Coordinate Systems for Euclidean Space

Each vector $\mathbf{p}$ in the Euclidean space ${\mathbb{R}}^n$ is completely specified by its $n$ components. However, many problems are very difficult or outright impossible to solve if we are doing calculations based on vectors’ components. Hence, it is often convenient to specify each $\mathbf{p}$ in some other a way known as a coordinate system.

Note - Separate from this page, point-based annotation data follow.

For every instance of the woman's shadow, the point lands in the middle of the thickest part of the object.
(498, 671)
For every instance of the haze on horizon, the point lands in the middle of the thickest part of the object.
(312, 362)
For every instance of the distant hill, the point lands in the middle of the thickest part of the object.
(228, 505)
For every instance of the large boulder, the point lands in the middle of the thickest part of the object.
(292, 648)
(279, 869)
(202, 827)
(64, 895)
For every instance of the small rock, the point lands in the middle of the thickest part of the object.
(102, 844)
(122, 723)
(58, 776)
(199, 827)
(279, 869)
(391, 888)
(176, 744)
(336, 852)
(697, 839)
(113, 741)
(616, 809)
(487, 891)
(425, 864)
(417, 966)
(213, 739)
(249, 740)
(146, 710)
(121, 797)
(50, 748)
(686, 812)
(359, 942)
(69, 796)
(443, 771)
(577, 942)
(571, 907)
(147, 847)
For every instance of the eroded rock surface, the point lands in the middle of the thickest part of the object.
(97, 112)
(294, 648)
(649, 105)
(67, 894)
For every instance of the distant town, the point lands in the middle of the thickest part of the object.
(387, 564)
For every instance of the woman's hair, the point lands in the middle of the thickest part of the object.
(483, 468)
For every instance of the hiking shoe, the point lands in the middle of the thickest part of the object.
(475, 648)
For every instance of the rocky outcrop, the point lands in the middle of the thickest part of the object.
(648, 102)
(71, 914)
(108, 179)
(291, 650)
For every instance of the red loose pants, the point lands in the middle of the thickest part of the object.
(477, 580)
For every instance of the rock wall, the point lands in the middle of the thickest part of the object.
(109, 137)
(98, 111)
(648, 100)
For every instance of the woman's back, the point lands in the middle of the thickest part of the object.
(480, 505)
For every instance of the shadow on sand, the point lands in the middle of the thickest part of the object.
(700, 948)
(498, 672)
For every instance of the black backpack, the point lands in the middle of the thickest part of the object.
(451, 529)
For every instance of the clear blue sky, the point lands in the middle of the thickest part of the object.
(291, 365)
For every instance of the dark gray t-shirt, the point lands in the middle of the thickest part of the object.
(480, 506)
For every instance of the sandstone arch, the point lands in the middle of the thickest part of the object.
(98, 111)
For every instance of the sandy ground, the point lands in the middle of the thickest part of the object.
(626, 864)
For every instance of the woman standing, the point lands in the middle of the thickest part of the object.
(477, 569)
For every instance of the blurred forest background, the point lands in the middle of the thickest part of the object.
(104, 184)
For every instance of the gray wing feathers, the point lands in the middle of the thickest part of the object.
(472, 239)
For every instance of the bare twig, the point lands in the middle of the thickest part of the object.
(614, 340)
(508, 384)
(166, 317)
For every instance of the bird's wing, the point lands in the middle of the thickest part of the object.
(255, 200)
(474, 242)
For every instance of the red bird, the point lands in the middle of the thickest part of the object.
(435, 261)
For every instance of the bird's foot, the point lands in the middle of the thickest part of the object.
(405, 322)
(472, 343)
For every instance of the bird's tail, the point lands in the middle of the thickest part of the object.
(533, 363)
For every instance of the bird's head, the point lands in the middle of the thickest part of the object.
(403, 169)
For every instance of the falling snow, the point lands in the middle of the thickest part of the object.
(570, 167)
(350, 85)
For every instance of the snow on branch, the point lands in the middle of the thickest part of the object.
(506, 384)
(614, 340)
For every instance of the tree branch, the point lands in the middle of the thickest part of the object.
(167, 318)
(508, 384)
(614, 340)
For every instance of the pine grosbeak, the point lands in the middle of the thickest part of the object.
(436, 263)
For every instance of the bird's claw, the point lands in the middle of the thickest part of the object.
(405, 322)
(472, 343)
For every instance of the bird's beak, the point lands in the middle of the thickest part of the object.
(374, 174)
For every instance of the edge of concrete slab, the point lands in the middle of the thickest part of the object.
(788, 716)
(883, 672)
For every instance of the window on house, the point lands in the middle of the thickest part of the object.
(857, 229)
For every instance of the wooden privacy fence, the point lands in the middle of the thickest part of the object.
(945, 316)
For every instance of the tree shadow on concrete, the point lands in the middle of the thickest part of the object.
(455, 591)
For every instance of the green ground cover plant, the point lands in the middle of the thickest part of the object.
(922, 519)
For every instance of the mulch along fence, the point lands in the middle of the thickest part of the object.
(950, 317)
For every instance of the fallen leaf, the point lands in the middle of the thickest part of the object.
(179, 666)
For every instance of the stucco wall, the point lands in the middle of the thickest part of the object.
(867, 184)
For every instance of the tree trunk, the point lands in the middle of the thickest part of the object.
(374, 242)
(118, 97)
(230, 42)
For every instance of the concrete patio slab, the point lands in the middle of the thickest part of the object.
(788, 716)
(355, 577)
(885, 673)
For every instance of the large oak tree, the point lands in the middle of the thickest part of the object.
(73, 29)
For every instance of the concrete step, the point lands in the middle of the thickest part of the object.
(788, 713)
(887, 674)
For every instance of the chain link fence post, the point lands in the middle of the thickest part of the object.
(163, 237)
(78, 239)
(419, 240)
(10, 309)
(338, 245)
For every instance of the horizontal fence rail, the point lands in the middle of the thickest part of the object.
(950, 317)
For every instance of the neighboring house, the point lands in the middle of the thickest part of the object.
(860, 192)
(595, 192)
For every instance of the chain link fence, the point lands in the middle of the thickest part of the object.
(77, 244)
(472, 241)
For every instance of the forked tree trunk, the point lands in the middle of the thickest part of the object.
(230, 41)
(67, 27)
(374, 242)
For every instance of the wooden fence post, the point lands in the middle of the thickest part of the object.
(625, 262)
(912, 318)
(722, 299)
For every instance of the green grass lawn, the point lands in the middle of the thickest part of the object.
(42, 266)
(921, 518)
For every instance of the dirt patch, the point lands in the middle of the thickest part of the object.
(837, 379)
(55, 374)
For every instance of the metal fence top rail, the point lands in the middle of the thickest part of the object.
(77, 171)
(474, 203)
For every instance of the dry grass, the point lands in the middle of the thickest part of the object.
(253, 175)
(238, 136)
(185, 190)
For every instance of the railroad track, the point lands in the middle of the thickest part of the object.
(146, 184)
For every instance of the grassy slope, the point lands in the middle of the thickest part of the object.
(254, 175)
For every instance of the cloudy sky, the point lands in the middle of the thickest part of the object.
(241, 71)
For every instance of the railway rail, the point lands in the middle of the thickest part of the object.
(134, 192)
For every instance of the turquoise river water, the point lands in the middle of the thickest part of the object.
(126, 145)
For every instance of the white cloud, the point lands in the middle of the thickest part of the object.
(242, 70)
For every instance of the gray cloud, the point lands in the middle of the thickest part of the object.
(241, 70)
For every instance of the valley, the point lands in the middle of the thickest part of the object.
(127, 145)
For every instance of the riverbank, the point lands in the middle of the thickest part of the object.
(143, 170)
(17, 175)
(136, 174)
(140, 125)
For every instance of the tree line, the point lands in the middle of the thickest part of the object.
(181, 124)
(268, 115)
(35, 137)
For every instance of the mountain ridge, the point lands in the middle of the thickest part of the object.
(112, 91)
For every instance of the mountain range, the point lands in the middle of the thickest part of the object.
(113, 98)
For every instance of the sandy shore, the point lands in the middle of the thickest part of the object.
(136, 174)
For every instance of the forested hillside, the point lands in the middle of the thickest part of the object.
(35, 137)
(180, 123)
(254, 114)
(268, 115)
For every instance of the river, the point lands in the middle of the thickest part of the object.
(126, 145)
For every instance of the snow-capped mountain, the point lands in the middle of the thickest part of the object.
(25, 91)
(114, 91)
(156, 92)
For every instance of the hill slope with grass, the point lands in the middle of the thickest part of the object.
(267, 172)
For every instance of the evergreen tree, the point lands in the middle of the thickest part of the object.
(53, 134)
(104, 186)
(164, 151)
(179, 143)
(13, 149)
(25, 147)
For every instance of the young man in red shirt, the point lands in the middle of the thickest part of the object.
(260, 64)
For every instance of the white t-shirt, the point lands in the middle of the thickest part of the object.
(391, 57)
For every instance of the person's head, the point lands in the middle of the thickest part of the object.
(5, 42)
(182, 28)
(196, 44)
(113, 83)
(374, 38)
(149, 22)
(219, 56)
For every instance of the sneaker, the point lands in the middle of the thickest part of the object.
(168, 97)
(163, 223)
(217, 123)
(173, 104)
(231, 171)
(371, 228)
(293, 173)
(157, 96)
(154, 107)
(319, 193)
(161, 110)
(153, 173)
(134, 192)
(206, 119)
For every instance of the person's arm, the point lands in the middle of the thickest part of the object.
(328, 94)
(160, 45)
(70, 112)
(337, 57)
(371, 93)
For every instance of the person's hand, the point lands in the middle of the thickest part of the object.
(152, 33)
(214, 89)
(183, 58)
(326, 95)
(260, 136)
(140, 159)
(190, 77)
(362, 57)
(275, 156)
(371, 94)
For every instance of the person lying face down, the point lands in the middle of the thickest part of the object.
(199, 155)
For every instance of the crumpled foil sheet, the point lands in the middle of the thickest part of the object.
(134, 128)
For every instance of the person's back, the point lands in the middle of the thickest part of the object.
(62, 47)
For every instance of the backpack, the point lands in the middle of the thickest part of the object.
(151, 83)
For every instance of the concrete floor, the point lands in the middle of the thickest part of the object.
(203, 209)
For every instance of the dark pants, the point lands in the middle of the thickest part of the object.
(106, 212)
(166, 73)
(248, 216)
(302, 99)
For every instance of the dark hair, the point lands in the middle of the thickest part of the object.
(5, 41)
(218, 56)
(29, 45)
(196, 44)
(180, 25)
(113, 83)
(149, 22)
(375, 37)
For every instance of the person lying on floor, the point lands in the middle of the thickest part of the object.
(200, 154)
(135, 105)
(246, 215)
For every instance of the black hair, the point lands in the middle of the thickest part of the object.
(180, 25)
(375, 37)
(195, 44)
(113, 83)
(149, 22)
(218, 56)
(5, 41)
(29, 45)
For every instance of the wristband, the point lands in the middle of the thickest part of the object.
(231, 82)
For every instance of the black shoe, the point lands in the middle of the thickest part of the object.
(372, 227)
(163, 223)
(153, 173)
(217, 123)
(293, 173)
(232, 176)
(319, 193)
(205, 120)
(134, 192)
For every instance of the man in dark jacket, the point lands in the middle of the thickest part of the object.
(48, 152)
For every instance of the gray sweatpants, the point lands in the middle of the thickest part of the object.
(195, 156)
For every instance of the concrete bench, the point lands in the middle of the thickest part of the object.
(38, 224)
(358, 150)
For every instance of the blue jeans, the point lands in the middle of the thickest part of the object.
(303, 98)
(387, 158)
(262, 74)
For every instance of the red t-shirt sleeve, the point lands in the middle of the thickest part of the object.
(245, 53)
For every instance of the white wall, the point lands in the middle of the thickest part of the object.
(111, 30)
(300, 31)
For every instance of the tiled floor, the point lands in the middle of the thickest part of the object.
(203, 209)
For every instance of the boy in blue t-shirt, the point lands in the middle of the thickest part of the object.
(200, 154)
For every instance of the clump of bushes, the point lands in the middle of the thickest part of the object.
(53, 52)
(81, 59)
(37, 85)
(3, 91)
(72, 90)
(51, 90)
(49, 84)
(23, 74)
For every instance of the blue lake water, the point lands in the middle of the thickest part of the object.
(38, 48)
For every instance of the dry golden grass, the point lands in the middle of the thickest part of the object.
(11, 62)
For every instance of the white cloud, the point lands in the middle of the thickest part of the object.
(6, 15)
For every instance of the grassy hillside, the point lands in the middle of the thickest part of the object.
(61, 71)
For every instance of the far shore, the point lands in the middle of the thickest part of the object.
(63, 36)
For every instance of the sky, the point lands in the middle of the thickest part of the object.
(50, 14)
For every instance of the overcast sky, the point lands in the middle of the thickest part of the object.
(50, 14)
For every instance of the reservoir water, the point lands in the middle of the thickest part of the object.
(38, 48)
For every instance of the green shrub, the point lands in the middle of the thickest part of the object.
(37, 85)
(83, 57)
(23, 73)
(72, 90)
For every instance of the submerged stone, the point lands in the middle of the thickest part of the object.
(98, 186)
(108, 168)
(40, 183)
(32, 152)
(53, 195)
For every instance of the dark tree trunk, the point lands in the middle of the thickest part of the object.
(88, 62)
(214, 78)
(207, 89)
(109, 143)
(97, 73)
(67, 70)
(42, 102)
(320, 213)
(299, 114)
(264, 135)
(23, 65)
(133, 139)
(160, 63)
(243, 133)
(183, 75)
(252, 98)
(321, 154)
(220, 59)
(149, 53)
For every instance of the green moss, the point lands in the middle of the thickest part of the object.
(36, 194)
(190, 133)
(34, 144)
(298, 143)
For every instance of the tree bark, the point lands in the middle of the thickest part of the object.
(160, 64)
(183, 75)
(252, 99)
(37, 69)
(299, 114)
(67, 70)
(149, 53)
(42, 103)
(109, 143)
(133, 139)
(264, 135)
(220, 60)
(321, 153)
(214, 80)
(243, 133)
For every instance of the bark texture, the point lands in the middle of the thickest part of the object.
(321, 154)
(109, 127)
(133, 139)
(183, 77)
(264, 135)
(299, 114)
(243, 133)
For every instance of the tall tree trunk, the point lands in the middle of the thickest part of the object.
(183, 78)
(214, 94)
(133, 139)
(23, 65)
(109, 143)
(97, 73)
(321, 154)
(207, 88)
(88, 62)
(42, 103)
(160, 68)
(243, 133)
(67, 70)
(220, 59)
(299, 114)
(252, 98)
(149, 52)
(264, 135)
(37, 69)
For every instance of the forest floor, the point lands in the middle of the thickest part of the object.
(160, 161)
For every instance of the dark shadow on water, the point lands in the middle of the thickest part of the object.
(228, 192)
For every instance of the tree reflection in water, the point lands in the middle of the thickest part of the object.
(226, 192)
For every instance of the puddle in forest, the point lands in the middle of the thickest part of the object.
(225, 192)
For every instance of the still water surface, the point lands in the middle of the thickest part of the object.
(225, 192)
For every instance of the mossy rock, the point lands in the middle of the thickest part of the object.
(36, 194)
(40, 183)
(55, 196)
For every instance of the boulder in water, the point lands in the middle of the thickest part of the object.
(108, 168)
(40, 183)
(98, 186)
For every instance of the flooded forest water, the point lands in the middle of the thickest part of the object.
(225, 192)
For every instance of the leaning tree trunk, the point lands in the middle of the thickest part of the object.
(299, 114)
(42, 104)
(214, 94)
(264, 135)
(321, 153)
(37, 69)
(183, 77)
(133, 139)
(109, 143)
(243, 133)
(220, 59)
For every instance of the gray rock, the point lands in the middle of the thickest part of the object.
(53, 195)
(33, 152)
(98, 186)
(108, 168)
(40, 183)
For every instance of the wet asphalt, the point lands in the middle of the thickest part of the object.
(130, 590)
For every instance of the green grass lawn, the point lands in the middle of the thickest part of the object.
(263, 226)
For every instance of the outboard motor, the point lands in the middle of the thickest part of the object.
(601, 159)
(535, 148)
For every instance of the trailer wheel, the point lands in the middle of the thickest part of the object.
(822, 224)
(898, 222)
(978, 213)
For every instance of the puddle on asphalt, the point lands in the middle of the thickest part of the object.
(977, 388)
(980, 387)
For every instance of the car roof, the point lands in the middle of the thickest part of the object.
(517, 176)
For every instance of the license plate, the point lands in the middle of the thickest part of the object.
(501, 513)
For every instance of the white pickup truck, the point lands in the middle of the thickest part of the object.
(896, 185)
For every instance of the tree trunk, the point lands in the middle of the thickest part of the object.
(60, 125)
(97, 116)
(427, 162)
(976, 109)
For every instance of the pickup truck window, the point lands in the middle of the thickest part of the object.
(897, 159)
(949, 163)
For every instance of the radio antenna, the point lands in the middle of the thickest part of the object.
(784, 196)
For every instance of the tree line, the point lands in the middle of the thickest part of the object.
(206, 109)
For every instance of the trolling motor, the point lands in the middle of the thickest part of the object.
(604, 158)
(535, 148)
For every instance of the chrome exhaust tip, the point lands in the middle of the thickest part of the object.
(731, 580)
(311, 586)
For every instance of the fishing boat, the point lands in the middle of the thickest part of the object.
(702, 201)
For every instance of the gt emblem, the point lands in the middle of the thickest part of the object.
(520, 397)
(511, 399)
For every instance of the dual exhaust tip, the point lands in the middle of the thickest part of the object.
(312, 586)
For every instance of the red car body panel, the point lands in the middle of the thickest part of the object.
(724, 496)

Definition: Coordinate System for Euclidean Space

A coordinate system $\varphi :{\mathbb{R}}^n\to {\mathbb{R}}^n$ for the Euclidean space ${\mathbb{R}}^n$ is a continuous function which is bijective onto its image and has a continuous continuous inverse. The component functions of $\varphi$ are $n$ functions ${\varphi }^1,\dots ,{\varphi }^n:{\mathbb{R}}^n\to \mathbb{R}$. These functions are known as coordinates on ${\mathbb{R}}^n$. Given a specific $\mathbf{p}\in {\mathbb{R}}^n$, the value $p^i={\varphi }^i(\mathbf{p})$ is known as the $i$-th coordinate of $\mathbf{p}$.

NOTATION

Coordinates are usually denotes using superscripts instead of subscripts: ${\varphi }^1,\dots ,{\varphi }^n$ and $p^1,\dots ,p^n$ instead of ${\varphi }_1,\dots ,{\varphi }_n$ and $p_1,\dots ,p_n$.

INTUITION

The requirements in the definition of a coordinate system mean that each vector is identified by a unique combination of coordinates but also ensure that vector which are closed to each other have coordinates which are close to each other. Essentially, if $\mathbf{p}\ne {\mathbf{p}}^{\prime }$, then at least one of ${\varphi }^1(\mathbf{p}),\dots ,{\varphi }^n(\mathbf{p})$ must be different from ${\varphi }^1({\mathbf{p}}^{\prime }),\dots ,{\varphi }^n({\mathbf{p}}^{\prime })$. Furthermore, if the Euclidean distance between $\mathbf{p}$ and ${\mathbf{p}}^{\prime }$ is small, then the differences between ${\varphi }^1(\mathbf{p}),\dots ,{\varphi }^n(\mathbf{p})$ and ${\varphi }^1({\mathbf{p}}^{\prime }),\dots ,{\varphi }^n({\mathbf{p}}^{\prime })$, respectively, should be small.

Coordinate Tuples

Although $\varphi$ takes in a vector $\mathbf{p}\in {\mathbb{R}}^n$ and outputs the vector ${\left[\begin{array}{ccc}{\varphi }^1(\mathbf{p})& \cdots & {\varphi }^n(\mathbf{p})\end{array}\right]}^{\mathsf{T}}$, we rarely treat its output as such. It is much more common to treat its output as the $n$-tuple $({\varphi }^1(\mathbf{p}),\dots ,{\varphi }^n(\mathbf{p}))$. We just define $\varphi$ as a vector function only because it makes formulating the necessary requirements easier. This is, nevertheless, a very important point to make as treating the coordinates a vector falsely lead one to believe that the coordinates of $\mathbf{p}+\mathbf{p}$ are just ${\varphi }^1(\mathbf{p})+{\varphi }^1({\mathbf{p}}^{\prime })$, $\dots$, ${\varphi }^n(\mathbf{p})+{\varphi }^n({\mathbf{p}}^{\prime })$. Whilst this might be true in certain coordinate system, it is the exception rather than the rule.